Inconscient, l'ennemi tenta de me porter pour me capturer. Cependant, un coup de feu retentit et elle me jeta malencontreusement dans l'eau. Je coulais sous ses yeux sans pouvoir me défendre. J'avais baissé ma garde et cette créature en avait profité pour m'attaquer. C'était une host. Elle était seule, sans défense. Elle se ferait très certainement tué par nos soldats quand ils la découvriront. J'avais hâte de voir son corps sans vie et vengeance serait accomplie. Alors que je touchais le fond de l'étang, je sentais mon corps se soulever grâce à deux bras qui me portaient jusqu'à la surface. Mon sauveteur me traîna jusqu'au rebord pour me tirer sur terre. Il n'eut pas besoin de me réanimer que j'expulsais déjà toute l'eau ingurgitée. Je toussotais encore légèrement quand je me redressais avec son aide. Lorsque je réalisais enfin ce qui m'était arrivé, j'empoignais mon couteau que je retrouvais enfoncer dans la terre et le glissais au cou de cet inconnu.
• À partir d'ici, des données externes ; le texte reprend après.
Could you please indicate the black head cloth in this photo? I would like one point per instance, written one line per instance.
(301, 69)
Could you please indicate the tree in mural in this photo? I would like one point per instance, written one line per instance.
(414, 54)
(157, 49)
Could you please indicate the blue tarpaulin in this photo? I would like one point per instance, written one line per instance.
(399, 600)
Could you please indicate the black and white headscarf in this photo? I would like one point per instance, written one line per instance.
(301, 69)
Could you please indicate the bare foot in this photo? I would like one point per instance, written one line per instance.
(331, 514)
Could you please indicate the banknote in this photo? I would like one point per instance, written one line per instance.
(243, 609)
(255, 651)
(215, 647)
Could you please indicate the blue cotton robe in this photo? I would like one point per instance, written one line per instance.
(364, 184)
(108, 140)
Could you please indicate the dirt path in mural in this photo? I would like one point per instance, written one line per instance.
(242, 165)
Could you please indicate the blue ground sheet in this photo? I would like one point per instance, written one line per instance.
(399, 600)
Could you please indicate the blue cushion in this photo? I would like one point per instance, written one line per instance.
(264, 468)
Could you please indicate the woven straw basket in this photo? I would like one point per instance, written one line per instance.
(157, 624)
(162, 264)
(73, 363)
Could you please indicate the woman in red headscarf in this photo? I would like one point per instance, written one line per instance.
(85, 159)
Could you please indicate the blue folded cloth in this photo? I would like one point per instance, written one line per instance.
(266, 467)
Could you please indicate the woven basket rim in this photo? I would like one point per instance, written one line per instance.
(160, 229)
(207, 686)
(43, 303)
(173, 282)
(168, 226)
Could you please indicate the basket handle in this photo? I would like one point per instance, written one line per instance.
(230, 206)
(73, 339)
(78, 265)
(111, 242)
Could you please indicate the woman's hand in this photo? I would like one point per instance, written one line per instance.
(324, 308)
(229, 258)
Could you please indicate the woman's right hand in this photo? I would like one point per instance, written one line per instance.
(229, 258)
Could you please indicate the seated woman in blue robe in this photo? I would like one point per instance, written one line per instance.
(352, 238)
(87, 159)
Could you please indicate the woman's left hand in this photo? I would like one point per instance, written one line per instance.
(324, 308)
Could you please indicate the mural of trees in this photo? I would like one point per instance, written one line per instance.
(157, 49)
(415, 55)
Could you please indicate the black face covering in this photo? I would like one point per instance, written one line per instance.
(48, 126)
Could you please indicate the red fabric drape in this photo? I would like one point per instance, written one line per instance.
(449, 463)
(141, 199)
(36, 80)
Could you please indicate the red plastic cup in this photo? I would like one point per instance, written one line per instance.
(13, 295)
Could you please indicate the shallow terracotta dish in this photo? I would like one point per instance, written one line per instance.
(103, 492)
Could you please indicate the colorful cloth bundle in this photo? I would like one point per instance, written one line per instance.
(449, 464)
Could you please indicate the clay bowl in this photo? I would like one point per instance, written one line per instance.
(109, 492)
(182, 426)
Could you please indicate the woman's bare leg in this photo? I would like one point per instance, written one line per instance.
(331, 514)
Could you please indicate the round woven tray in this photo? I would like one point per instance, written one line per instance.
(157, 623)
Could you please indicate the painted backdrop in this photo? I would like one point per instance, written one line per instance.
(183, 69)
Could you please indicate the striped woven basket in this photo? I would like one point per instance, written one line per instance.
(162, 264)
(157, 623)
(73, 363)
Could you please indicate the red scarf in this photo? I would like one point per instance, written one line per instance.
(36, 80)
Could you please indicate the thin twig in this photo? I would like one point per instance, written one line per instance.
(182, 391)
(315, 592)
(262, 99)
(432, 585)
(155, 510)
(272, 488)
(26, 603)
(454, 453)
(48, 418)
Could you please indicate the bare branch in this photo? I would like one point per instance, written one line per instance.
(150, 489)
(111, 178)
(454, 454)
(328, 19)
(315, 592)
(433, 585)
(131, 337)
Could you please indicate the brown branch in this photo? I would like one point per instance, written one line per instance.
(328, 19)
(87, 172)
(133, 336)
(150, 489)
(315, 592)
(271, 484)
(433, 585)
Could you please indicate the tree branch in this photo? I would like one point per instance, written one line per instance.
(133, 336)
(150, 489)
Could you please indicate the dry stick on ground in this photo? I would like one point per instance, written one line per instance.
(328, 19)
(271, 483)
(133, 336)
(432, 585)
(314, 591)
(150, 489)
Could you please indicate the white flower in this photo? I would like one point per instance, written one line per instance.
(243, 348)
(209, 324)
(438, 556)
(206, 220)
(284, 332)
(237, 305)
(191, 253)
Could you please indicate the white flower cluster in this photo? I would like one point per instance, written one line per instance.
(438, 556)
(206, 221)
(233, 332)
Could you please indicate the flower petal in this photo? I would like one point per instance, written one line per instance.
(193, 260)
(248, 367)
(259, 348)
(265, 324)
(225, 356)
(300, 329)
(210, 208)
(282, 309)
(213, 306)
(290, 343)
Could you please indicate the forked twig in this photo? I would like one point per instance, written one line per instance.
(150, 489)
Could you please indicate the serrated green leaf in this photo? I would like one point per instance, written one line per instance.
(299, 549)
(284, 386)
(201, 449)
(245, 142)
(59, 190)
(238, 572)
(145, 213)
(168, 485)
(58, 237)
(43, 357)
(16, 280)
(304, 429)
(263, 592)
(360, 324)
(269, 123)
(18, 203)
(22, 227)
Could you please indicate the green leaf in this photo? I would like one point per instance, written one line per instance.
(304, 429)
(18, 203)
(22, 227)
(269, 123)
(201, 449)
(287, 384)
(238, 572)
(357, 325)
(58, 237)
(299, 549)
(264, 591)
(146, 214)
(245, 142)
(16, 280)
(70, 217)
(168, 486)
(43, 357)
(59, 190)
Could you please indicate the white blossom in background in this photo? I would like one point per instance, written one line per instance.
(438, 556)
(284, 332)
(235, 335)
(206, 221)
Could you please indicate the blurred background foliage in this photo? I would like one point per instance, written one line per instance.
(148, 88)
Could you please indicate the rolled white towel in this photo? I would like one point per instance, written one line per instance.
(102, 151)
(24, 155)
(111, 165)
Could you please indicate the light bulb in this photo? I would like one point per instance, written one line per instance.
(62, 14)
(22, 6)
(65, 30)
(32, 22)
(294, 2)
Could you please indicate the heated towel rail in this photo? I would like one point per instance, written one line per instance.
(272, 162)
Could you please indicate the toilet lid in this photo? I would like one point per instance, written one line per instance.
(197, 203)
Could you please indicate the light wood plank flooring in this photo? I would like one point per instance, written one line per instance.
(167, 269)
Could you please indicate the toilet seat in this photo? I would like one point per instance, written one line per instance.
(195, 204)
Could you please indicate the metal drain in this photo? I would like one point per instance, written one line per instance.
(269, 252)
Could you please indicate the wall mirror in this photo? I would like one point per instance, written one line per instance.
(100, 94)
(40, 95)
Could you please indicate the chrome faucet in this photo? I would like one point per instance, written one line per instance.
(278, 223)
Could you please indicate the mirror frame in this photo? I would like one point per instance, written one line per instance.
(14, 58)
« Qui es-tu ? Qu'est-ce que tu fais là ? Je ne t'ai jamais vu à la cohorte ? » Je le plaquais contre le sol et le retournais sur le ventre pour pouvoir vérifier son statut. Aucune cicatrice. Il ne faisait pas parti du camp ennemi. Je le relâchais donc, sans prendre la peine de m'excuser.
« De rien pour le sauvetage. » Me dit-il. Je lui lançais un regard noir tout en récupérant mes affaires.
« Je m'appelle Riley, au fait. Je suis nouveau sur le camp. » « Jarek. » Et je me tirais d'ici, trempé jusqu'aux os.